Applied Statistics for All Disciplines with R and RStudio provides a clear, concise introduction to probability and statistical methods essential for understanding and conducting research across fields. Beginning with data types, summarization, and visualization, the book builds a strong foundation in probability, random variables, and key distributions, then progresses through sampling, statistical inference, and hypothesis testing with an especially clear explanation of p-values. Advanced topics such as ANOVA, general linear models, and multiple linear regression are presented in an accessible, applied manner, with attention to assumptions like normality. Using R and RStudio throughout, this text equips students and professionals in business, science, engineering, hospitality, nursing, and beyond with practical tools for data analysis, interpretation, and communication.

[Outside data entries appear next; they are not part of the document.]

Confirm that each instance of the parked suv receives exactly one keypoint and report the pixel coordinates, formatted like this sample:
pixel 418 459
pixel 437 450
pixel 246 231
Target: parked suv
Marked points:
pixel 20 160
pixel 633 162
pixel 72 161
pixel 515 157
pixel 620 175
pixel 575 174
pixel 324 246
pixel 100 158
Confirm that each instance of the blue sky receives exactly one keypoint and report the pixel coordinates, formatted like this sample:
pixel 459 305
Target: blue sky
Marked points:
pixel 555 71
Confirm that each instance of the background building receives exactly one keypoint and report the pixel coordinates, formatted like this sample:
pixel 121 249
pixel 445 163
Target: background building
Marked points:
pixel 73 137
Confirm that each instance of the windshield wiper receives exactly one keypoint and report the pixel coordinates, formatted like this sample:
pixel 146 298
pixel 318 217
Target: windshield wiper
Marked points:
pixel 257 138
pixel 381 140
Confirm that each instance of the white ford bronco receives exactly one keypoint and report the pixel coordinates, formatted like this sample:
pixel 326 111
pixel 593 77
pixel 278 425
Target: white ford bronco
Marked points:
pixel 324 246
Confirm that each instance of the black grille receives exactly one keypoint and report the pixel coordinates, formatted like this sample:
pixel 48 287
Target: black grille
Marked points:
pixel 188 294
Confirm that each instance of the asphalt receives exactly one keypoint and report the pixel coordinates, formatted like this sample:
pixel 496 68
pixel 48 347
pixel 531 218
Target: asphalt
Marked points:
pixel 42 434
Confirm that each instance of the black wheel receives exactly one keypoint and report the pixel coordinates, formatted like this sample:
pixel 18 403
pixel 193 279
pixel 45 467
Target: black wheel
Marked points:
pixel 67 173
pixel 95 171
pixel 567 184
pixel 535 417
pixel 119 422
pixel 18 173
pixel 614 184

Introduction to Applied Statistics
Why This Book?
Chapter 1: An Overview of Statistics
Chapter 2: Data Summarization
Chapter 3: Introductory Probability
Chapter 4: RVs and Their Probability Distributions
Chapter 5: Sampling Distributions
Chapter 6: Confidence Interval Estimation and Testing Hypotheses
Chapter 7: Analysis of Variance (ANOVA)
Chapter 8: Linear Regression
Chapter 9: Test of Goodness of Fit (GOF)
Chapter10: Chi-Square Tests for Categorical Data Analysis
Ashok
Singh
Ashok Singh is an applied statistics expert who earned his Ph.D. from Purdue University in West Lafayette, Indiana, in 1977. In addition to an extensive body of research, he has taught undergraduate and graduate courses in statistics, mathematics, and operations research at the New Mexico Institute of Mining & Technology in Socorro, New Mexico, from 1978 to 1991. From 1991 to 2005, he developed and taught undergraduate and graduate statistics courses in the Mathematical Sciences Department at UNLV and provided statistical support to the Superfund Technical Support program at the U.S. Environmental Protection Agency in Las Vegas. In January 2006, he transferred to the Department of Gaming in the William F. Harrah College of Hospitality at UNLV, where he continues to teach the Mathematics of Casino Games and advanced statistics courses, including a graduate-level data mining and machine learning class using software-based learning environments. He became chair of the Resorts, Gaming & Golf Management (RGGM) Department on July 1, 2021. His research interests include statistical and machine learning applications in hospitality and gaming, medical research, public health, and civil and environmental engineering, including transportation systems, supporting projects sponsored by local, state, and federal agencies as well as the private sector.